I hate that thermostat the way I hate my cream-colored sweater. Like accomplices, they both stare back with a beige vagueness, each concealing a tumult–chips and wires, a burgundy undershirt–like snow on the lawn in December. I used to think these June chills, so generously supplied by the blue snowflake on the keypad, were magical, but now, as I confront this sea-foam wall the way a slab of marble would confront a treacherous old friend, I am tempted to press the red sun.
“Mama,” I call. “It’s cold in here.” The sound of my voice quivers through the permafrost tiles, as I can feel through the thick wool socks.
Her voice cracks through the icy wall of her bedroom: when it reaches me, it’s barely a spit of steam scratching the air beside my ear. “It feels fine to me,” the steam whispers. “Just leave it.”
Blustery, the sleeves of my sweater fall around the equator of my hands.

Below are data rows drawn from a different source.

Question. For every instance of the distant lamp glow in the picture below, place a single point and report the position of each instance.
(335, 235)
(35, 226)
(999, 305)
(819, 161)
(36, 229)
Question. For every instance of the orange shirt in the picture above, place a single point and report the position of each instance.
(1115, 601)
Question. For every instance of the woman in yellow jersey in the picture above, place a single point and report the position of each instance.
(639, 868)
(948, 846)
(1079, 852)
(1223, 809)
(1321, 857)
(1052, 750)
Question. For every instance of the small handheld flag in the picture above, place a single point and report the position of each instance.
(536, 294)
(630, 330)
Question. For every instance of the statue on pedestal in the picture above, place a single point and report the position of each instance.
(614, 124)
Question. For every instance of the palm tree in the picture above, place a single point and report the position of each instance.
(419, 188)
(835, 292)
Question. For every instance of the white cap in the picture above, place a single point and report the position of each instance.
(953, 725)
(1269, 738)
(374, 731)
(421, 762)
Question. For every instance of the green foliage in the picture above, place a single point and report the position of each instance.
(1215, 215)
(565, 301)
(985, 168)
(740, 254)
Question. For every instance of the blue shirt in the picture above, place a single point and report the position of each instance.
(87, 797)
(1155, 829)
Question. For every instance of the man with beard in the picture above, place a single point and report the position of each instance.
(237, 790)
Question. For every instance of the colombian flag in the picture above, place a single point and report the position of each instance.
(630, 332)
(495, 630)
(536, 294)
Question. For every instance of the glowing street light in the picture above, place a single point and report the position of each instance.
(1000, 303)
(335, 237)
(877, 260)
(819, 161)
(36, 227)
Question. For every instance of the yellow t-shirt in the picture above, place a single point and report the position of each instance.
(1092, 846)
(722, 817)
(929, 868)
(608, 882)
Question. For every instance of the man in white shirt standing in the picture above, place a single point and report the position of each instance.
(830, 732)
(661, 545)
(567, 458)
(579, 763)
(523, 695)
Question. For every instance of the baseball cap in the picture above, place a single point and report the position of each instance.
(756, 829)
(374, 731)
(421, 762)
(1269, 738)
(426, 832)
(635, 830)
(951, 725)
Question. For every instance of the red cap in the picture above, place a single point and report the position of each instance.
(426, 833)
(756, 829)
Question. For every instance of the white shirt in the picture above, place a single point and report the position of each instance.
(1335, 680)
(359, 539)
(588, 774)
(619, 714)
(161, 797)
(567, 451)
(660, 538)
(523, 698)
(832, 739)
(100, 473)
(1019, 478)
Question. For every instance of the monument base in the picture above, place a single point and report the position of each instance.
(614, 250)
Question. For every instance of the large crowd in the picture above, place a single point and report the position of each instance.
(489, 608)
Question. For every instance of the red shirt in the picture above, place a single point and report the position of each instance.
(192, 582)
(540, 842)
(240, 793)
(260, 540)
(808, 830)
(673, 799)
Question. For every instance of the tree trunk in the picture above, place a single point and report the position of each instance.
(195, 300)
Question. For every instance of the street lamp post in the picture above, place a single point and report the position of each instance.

My chapped lips are unsure of their duty for just a moment before they slip open–apparently, they, too, are tired of the cold.
“Can I go to Helena’s house, Mama?” I ask.
“You’ve already gone once this week.”
I teeter on the tile. “That was a month ago, Mama.”
“She’s throwing a party today, and she’ll be mad if I don’t go.”
“Will there be boys?”
Before I know it, my lips are between my teeth. “Hot ones.” I imagine their breathing. I imagine feeling it. I haven’t felt a warm, living thing since Dad disappeared. The house used to crawl with them. My lips are upset; I’ve drawn blood.
“Will there be alcohol?”
“I don’t think so, Mama. But even if there were–” I thumb the stitching on my jeans. “It probably wouldn’t be cold enough to suit your tastes.”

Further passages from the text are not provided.